A cet instant, je sus que j'avais fait une erreur. Son regard changea, me transperça, et l'homme souriant laissa place à un homme détruit par la douleur.
- Ne plus y penser ? Mais c'est là tout le problème ! Comment veux-tu que je tire un trait sur ce qui est arrivé ce soir-là ?! Comment oublier que les personnes auxquelles je tenais le plus sont mortes à cause de moi ? C'est impossible ! Tout simplement impossible !
Il n'avait pas vraiment crié, il n'y avait pas non plus de réelle colère dans sa voix, surtout de la souffrance, de l'impuissance.
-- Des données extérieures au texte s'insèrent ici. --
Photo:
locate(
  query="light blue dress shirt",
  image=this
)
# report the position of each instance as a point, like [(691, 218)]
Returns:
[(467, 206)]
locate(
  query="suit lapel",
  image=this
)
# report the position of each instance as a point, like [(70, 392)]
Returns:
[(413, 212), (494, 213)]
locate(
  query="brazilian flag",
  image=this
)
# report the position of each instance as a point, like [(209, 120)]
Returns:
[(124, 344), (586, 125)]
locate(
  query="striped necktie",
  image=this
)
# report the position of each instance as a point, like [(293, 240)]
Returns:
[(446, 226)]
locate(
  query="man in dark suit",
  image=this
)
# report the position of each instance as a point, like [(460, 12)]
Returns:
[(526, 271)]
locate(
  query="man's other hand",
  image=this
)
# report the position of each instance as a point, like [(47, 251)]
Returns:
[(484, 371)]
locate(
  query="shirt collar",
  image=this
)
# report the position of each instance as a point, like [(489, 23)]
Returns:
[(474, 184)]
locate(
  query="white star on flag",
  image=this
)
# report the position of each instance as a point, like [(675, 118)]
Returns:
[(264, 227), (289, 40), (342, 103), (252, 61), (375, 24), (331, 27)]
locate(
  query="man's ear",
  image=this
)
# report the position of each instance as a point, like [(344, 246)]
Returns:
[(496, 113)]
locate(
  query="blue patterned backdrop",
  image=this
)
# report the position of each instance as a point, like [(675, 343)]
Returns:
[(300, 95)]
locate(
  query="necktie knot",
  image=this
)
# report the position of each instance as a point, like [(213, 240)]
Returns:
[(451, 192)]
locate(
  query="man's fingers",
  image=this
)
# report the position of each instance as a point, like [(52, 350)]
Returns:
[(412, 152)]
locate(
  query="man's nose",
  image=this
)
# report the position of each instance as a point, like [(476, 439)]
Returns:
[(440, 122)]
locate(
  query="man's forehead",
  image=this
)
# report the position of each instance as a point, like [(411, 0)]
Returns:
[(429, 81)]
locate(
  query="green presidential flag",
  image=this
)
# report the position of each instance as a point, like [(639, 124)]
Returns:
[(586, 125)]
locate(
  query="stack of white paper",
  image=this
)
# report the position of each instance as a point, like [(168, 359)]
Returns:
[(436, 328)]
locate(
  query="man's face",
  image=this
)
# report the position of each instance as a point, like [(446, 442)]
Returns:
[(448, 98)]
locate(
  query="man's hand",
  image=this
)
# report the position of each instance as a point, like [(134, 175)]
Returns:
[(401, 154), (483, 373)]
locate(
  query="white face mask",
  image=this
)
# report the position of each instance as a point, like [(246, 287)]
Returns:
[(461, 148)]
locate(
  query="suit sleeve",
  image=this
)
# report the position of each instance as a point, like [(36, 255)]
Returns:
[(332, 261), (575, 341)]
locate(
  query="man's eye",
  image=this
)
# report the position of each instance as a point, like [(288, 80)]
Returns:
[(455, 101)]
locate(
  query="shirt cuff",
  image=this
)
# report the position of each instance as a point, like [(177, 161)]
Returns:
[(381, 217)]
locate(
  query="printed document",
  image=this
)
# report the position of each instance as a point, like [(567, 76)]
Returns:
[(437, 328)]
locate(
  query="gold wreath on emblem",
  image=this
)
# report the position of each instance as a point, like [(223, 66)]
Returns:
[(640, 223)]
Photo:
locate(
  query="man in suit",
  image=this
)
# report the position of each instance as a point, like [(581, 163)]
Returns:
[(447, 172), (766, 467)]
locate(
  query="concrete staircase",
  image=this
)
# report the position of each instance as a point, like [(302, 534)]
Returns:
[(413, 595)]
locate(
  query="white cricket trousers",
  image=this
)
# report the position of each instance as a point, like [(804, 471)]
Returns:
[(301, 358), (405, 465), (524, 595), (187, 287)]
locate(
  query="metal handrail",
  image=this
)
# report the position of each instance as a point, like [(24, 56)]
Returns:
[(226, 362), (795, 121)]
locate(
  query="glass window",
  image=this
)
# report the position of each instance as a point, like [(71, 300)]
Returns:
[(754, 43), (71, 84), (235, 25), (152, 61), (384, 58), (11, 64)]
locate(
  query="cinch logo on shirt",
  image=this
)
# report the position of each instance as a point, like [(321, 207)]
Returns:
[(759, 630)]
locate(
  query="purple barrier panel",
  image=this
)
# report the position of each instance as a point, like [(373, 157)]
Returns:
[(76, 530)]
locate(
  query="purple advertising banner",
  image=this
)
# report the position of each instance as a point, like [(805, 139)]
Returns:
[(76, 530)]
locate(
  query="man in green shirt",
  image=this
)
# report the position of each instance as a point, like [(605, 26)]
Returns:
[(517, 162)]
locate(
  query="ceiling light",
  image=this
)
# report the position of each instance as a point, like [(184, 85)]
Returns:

Red John était mort mais sa culpabilité injustement ressentie ne s'était pas éteinte.
- Tu n'es pas responsable, Jane. Et aujourd'hui, tu as la chance d'avoir des gens qui tiennent à toi, qui ont besoin de toi. Je ne te demande pas d'oublier, juste de faire une place dans ta vie à ceux qui sont encore là pour toi.
Voyant qu'il ne répondait pas, je m'approchai finalement de la porte. « Si jamais tu changes d'avis, la soirée commence à 19 heures » lançai-je sans me retourner, et sortis.